Wednesday, November 06, 2019

The Democratic Virtues of Liberalism: a note for Leftists

Citizenship schools 2
Robert Kuttner, “Blaming Liberalism,” a review of Patrick J. Deneen’s Why Liberalism Failed (Yale University Press, 2018; paperback edition, with new preface, 2019), The New York Review of Books, November 21, 2019 (Vol. LXVI, No. 18) 

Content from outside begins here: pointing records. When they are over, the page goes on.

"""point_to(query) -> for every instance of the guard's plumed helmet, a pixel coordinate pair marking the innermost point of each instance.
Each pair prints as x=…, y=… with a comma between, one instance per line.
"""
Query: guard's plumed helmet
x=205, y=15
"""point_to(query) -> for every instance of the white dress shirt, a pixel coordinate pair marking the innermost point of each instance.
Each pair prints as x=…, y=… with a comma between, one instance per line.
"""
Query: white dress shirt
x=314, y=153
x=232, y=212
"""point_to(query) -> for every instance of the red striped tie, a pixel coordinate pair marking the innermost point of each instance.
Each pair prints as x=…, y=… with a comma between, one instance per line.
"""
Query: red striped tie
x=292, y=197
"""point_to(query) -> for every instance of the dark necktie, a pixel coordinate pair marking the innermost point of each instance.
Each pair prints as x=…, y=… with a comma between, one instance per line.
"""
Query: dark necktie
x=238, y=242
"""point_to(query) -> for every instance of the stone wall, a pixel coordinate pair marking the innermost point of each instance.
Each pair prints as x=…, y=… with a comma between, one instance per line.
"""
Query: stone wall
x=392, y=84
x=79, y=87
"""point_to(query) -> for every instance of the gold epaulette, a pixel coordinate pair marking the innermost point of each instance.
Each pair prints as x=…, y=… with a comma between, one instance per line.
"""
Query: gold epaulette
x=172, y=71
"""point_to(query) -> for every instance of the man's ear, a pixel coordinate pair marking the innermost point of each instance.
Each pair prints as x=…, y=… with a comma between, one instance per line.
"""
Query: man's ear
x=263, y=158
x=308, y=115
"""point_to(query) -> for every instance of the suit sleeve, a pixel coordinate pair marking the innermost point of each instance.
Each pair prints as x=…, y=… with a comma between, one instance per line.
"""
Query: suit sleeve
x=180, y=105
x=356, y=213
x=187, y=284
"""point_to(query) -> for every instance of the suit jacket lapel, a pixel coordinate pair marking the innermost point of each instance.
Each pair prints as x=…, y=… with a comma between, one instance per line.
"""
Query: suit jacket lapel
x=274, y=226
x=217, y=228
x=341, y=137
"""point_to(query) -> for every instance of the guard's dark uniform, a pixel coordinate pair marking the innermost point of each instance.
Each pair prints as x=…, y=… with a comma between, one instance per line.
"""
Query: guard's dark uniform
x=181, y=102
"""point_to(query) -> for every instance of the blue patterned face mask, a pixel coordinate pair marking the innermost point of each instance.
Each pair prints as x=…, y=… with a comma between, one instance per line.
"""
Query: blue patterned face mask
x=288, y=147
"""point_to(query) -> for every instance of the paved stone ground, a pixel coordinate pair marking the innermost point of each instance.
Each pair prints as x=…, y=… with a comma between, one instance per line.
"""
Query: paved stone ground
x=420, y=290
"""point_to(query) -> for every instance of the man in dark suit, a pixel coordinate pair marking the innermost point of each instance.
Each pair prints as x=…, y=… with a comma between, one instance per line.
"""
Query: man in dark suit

This, in my judgment, is essential reading for avowed Leftists if only because intellectually feeble, philosophically obtuse, and politically perilous jeremiads against “Liberalism” will not cure what environmentally, socially and economically ails us (one reason I agree with the bulk of this review essay by Kuttner of Patrick J. Deenen’s book). If socialists fail to sufficiently parse the history of Liberalism so as to identify its intrinsic virtues for democratic theory and praxis, we will be left with the post-harvest husk of democracy. There is, no doubt, this and that to criticize in the Liberal tradition (for instance, when its erstwhile defenders stray far from its political soil into the murky waters of metaphysics, culture and messianism) in the works of individual Liberal philosophers from Locke to Rawls, but the core of this tradition is the lifeblood of democracy in our world and, as such, is absolutely essential to any future socialist ordering of states and societies. Several archetypal Liberal philosophers remind us of this fact: John Stuart Mill, John Dewey, and John Rawls. In this respect, they stand apart from the rest of their brothers and sisters in the Liberal tradition; although they hardly exhaust the possible meanings of Liberal Democratic Socialism or Liberal Socialist Democracy, especially to the extent that this has been geopolitically constrained if not determined. In short, they serve as a compelling reminder—for many of us, it appears, are in dire need of reminding—that the historical and contingent ties between capitalism and Liberalism are just that, and thus not necessary (authoritarian capitalist societies are stark and frightening examples of this fact), and so it behooves us not to throw out the proverbial baby with the bathwater.